My early psychiatric development took place in the epoch between AF (after Freud) and BP (before Prozac). This was an interesting time. Freud demystified psychiatric illness taking it from the realm of the spiritual and brought it to the phantasmagorical. He created hope that mental illness could be understood through careful introspective exploration. However, his followers really developed a new secular religion. Psychoanalytic theory was based upon fantasized assumptions that when repeated enough were taken as gospel. Any challenge to the theories was viewed with distain and analysts repeatedly resisted efforts to do controlled research into the efficacy of the treatment.
As a secular religion it relied heavily upon the faith of the followers to make investment in often four to five time per week therapy sessions. Patients were instructed to pour out their inner thoughts and much like believers going to confessional hoped for absolutions of their traumas from the fatherly analyst. Patients went with the hope that their symptoms would be resolved but the analysts’ goal was insight and not symptom reduction. When new medications came out that reduced symptoms, they scoffed at this “superficial” treatment. They argued, rightfully, that patients’ symptoms returned after discontinuation of medications. Yet they failed to demonstrate that their analytic treatment even reduced symptoms at all and were not some spontaneous symptom reduction that would occur with years of treatment.
The analyst’s theories and beliefs were very compelling and powerful. With intensive treatment they could enter a patient’s mind and cure its defects as no medication could do. Faith it its efficacy lead to even the Catholic church sending its impaired priests to analytically oriented programs at the Institute of Living. It wasn’t until I had been in practice long enough to see that patients who had years of analysis were not cured. I got to see a fair number who had treatment by some of the best analysts and their symptoms were coming back. When I treated them successfully with some modern medications, they confessed that their symptoms never really remitted with therapy but that they had learned to live with them.
This wouldn’t be so bad an outcome, learning to live with one’s symptoms. However, these were some of the least ill patients. Analysts correctly chose to work with the least ill, realizing that analytic therapy often made patients with severe mental illness worse. The shame was the abandonment of the chronically mentally ill and relegation to state hospitals. But as these state hospitals continued to close at an accelerated rate, these chronically mentally ill patients were faced with a community system that didn’t know how to handle or treat them.
My first rotation in psychiatry was in 1980 when the DSMIII first came out. This was the most significant break that psychiatry made with its analytic past. In categorizing disorders it removed all the analytical fantasy based assumptions and replaced it with symptom categories. This allowed for testing of various treatments to see their efficacy against specific symptoms. This was true not only for medications but also various therapies. The analysts refused to participate in these efficacy trials despite being offered Federal grant money.

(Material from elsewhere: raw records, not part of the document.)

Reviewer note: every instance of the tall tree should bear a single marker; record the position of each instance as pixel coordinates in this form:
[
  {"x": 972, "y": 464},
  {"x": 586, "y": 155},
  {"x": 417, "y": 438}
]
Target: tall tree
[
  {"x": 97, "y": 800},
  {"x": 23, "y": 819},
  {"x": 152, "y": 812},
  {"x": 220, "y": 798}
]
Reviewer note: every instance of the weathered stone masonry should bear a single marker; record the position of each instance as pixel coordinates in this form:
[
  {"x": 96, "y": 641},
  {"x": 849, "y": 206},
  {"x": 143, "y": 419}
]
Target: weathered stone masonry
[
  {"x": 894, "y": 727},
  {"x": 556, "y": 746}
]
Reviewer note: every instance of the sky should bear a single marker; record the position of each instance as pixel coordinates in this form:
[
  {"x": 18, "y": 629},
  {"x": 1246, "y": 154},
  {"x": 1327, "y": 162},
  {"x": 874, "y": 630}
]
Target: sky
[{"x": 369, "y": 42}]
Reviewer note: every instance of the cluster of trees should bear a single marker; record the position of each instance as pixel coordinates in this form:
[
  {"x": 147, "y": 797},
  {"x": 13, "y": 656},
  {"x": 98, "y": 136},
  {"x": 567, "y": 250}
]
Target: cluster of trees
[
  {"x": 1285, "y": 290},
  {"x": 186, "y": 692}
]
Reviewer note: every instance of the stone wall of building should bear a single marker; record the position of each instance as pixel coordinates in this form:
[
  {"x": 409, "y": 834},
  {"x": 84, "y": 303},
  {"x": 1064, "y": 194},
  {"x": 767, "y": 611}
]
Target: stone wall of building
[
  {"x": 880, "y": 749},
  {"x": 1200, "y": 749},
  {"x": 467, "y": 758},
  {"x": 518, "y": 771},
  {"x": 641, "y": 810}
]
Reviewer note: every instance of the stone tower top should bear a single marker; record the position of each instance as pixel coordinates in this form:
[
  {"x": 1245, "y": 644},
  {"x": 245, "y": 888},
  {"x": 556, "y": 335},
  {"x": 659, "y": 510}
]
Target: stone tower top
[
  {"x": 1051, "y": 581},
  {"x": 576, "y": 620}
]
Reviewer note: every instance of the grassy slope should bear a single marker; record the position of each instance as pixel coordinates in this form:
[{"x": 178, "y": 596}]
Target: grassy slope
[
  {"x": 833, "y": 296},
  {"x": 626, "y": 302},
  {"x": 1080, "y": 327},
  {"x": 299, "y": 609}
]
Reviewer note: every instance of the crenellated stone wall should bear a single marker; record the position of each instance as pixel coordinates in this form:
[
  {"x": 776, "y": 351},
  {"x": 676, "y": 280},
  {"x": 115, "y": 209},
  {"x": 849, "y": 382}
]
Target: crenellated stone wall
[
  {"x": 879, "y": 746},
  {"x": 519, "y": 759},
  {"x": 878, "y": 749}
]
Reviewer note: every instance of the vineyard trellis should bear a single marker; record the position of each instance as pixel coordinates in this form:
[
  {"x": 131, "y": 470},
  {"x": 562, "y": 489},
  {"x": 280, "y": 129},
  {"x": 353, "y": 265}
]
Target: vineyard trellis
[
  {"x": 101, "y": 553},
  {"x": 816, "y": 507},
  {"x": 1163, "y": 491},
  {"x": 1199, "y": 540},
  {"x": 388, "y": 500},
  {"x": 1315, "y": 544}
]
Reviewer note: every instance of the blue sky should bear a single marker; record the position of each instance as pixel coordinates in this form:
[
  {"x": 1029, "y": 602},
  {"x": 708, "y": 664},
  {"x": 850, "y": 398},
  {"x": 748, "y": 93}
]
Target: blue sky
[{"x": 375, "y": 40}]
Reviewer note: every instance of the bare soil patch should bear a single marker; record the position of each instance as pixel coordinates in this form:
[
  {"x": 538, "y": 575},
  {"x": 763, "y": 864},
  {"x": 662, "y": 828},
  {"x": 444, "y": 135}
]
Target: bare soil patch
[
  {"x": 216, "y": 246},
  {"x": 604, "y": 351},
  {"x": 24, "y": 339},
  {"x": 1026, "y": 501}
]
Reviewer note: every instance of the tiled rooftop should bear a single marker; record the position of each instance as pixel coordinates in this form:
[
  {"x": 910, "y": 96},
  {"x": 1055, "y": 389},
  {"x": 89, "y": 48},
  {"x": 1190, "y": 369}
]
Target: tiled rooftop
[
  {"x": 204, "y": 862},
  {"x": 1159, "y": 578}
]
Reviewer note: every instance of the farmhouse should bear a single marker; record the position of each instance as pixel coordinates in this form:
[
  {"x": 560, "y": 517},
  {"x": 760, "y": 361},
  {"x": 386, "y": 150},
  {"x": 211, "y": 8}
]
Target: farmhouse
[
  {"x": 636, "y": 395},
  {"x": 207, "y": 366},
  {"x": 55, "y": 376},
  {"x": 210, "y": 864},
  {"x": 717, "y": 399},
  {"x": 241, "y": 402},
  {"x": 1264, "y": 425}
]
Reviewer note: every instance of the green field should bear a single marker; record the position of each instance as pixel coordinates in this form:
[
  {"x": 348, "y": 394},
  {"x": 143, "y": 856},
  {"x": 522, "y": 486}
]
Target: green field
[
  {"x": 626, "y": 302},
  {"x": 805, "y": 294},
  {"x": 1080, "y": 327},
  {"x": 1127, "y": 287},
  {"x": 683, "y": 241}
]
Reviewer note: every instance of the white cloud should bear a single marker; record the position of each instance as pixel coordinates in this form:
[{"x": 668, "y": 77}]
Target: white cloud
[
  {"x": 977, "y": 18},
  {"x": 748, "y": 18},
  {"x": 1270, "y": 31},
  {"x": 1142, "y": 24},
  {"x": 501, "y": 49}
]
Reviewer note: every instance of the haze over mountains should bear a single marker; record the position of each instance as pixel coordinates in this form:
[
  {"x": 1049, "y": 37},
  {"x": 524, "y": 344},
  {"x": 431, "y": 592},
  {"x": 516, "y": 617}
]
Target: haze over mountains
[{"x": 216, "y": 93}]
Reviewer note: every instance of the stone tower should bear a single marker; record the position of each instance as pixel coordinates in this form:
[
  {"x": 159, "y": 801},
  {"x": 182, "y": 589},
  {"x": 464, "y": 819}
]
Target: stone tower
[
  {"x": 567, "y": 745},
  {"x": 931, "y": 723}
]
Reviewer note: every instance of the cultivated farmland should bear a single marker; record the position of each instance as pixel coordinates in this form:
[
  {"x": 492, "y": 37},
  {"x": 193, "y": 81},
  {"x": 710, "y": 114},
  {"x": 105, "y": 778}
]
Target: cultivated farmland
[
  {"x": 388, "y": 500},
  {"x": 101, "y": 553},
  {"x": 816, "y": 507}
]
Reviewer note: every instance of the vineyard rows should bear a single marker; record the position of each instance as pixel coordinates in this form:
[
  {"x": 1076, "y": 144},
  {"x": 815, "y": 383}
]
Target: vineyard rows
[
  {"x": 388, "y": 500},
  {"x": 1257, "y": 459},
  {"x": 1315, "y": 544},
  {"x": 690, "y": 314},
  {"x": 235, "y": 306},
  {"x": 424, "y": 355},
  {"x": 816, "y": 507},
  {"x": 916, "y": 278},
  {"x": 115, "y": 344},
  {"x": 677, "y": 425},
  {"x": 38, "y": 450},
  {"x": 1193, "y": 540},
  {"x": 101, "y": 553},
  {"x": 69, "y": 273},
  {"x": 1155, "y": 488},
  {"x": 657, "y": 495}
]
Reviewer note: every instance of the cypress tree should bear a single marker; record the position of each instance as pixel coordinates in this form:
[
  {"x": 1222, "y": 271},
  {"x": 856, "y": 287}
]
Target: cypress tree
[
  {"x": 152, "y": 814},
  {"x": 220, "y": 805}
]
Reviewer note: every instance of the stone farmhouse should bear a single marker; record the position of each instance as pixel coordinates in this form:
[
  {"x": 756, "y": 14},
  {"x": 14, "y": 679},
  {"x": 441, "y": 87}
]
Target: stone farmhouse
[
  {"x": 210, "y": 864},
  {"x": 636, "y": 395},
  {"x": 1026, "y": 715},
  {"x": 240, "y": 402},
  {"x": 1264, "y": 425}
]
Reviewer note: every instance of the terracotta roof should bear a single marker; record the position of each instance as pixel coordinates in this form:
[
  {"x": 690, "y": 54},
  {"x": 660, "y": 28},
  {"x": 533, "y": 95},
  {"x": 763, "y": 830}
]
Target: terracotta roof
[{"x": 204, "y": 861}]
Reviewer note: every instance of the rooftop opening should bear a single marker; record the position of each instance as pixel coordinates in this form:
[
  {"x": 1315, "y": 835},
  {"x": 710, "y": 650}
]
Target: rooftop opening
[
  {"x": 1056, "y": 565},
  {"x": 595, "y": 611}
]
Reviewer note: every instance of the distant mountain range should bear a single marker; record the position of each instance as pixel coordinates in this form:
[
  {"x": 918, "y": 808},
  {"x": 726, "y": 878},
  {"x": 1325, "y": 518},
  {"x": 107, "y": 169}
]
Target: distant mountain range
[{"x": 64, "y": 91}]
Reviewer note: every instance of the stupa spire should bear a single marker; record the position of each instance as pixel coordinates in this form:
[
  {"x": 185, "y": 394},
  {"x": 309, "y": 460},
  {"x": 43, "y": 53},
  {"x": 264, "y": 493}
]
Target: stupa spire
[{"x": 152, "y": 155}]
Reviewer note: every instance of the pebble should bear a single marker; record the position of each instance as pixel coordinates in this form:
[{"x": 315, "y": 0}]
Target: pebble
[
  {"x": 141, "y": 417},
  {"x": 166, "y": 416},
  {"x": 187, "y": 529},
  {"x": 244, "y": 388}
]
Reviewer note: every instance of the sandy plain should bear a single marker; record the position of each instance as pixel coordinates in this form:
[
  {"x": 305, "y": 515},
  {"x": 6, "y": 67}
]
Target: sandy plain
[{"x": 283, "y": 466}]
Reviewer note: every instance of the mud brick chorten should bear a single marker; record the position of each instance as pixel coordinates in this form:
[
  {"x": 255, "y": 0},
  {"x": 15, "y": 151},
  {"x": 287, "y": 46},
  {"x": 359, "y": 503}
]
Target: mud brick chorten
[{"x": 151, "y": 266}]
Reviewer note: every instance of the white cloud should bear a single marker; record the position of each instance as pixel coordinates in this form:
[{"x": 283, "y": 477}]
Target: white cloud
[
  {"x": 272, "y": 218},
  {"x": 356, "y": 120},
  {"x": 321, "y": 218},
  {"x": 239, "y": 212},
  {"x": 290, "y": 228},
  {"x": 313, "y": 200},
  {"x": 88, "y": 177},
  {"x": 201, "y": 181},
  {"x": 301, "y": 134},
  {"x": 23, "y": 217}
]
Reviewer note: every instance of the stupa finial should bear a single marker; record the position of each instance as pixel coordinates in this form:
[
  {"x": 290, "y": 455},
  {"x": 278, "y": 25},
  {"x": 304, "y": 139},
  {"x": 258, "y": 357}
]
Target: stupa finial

When Prozac came out there was great excitement for finding better and safer medications. The next epoch of AP (after Prozac) was characterized by a focus on rapid discovery of newer and better medications. Unfortunately, these new medications had new side effects, like metabolic problems. One set of side effects was replaced by another set. Still the effect was improved acceptance of the medication. Still there was not a cure. Gradual improvement, but complete remissions were not frequent enough.
We are now at a new juncture in psychiatry. This is a richer and more broad minded epoch. We are recognizing that therapy is still vital to treatment but we have new evidence-based therapies, cognitive behavioral, dialect behavioral, exposure therapy, cognitive remediation, among others. These are more practical problem solving types of therapies. They work in conjunction with medications. We are learning the importance of lifestyle changes. Prevention strategies of drug and alcohol avoidance, healthy diet and exercise regimes all may prevent initial presentations or relapse. These strategies invite the patient to become a participant in his or her own recovery. Active participation in one’s treatment also involves self-advocacy.
What does self-advocacy mean? I see it having many facets. This ranges from being more effective in communicating with one’s provider about symptoms, medication side effects and functional difficulties to advocating for breaking down stigma barriers. Connecticut has been at the forefront in the efforts to reduce stigma. We were one of the first states to have true parity in mental health insurance coverage. People like Karen Kangas put themselves in the public arena showing that individuals with mental illness could be effectively treated and be exceedingly productive members of society. They are role models showing that mental illness should be treated like any other illness.
I wrote Psychiatry in Techno Colors partly to destigmatize and demystify what a psychiatrist does in diagnosing and choosing treatments. I describe some of the traumas and conflicts that I had in my psychiatric training and how I came to reconcile the differences between what I was taught with what my patients were telling me. I try to explain symptoms in a language that may facilitate a patient or family members communication with a prescriber. We now have a broad array of treatments both medications and therapies. We are beginning to learn some of the genetics and triggers to illness. We recognize the benefits of healthy diet and lifestyle to emotional as well as physical well being. The goals of treatment now are remission of symptoms not just symptom reduction and prevention of relapses that impede recovery of function. The future looks bright. We still need families and patients to continue to advocate for stigma reduction and prevent the taking away of hard fought parity laws and ADA protections.